API Specification

This page contains the specification for all classes and methods available in ArangoRDF.

ArangoRDF

class arango_rdf.main.ArangoRDF(db: ~arango.database.StandardDatabase, controller: ~arango_rdf.controller.ArangoRDFController = <arango_rdf.controller.ArangoRDFController object>, logging_lvl: str | int = 20)[source]

ArangoRDF: Transform RDF Graphs into ArangoDB Graphs & vice-versa.

Implemented using concepts referred in https://arxiv.org/abs/2210.05781.

Parameters:
  • db (arango.database.Database) – A python-arango database instance

  • logging_lvl (str | int) – Defaults to logging.INFO. Other useful options are logging.DEBUG (more verbose), and logging.WARNING (less verbose).

Raises:

TypeError – On invalid parameter types

arangodb_to_rdf(name: str, rdf_graph: Graph, metagraph: Dict[str, Dict[str, Set[str]]], explicit_metagraph: bool = True, list_conversion_mode: str = 'static', dict_conversion_mode: str = 'static', infer_type_from_adb_v_col: bool = False, include_adb_v_col_statements: bool = False, include_adb_v_key_statements: bool = False, include_adb_e_key_statements: bool = False, **adb_export_kwargs: Any) Graph[source]

Create an RDF Graph from an ArangoDB Graph via its Metagraph.

Parameters:
  • name (str) – The name of the ArangoDB Graph

  • rdf_graph (rdflib.graph.Graph) – The target RDF Graph to insert into.

  • metagraph (arango_rdf.typings.ADBMetagraph) – An dictionary of dictionaries defining the ArangoDB Vertex & Edge Collections whose entries will be inserted into the RDF Graph.

  • explicit_metagraph (bool) – Only keep the document attributes specified in metagraph when importing to RDF (is True by default).

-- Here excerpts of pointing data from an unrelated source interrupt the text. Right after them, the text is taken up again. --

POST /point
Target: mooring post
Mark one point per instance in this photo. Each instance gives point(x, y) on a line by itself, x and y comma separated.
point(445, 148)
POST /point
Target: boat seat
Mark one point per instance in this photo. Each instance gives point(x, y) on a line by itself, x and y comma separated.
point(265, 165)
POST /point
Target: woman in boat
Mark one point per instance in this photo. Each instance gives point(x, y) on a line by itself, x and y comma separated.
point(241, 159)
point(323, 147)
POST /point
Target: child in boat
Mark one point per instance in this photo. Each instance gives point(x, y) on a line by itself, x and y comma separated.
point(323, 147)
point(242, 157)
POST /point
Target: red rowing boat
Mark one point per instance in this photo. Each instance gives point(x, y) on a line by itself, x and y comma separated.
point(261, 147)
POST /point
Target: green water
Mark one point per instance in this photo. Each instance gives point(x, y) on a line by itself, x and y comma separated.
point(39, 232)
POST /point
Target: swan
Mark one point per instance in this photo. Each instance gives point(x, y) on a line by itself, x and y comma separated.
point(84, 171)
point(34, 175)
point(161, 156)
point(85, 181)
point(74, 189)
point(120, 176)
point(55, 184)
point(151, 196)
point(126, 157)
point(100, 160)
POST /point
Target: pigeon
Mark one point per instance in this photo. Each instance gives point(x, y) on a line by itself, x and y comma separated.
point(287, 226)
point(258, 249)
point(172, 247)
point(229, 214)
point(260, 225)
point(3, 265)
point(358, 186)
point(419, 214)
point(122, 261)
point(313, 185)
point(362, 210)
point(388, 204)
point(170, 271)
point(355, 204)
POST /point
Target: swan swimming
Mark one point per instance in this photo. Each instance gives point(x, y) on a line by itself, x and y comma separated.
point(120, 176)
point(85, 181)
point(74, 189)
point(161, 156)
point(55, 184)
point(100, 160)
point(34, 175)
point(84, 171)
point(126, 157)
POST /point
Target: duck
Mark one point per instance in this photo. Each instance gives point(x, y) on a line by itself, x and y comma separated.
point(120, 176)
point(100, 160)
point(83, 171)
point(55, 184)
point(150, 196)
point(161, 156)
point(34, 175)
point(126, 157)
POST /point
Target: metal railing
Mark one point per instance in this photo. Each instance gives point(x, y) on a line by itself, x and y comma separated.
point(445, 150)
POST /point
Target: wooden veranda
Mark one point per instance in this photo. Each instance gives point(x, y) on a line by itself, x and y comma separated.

Otherwise, all document attributes are included. Defaults to True.

  • list_conversion_mode (str) – Specify how ArangoDB JSON lists within and ArangoDB Document are processed into the RDF Graph. If “serialize”, JSON Objects will be serialized into RDF Literals. If “collection”, ArangoDB lists will be processed using the RDF Collection structure. If “container”, ArangoDB lists will be processed using the RDF Container structure. If “static”, elements within lists will be processed as individual statements. Defaults to “static”. NOTE: “serialize” is recommended if round-tripping is desired, but only if round-tripping via PGT.

  • dict_conversion_mode (str) – Specify how ArangoDB JSON Objects within an ArangoDB Document are processed into the RDF Graph. If “serialize”, JSON Objects will be serialized into RDF Literals. If “static”, elements within dictionaries will be processed as individual statements with the help of BNodes. Defaults to “static”. NOTE: “serialize” is recommended if round-tripping is desired, but only if round-tripping via PGT.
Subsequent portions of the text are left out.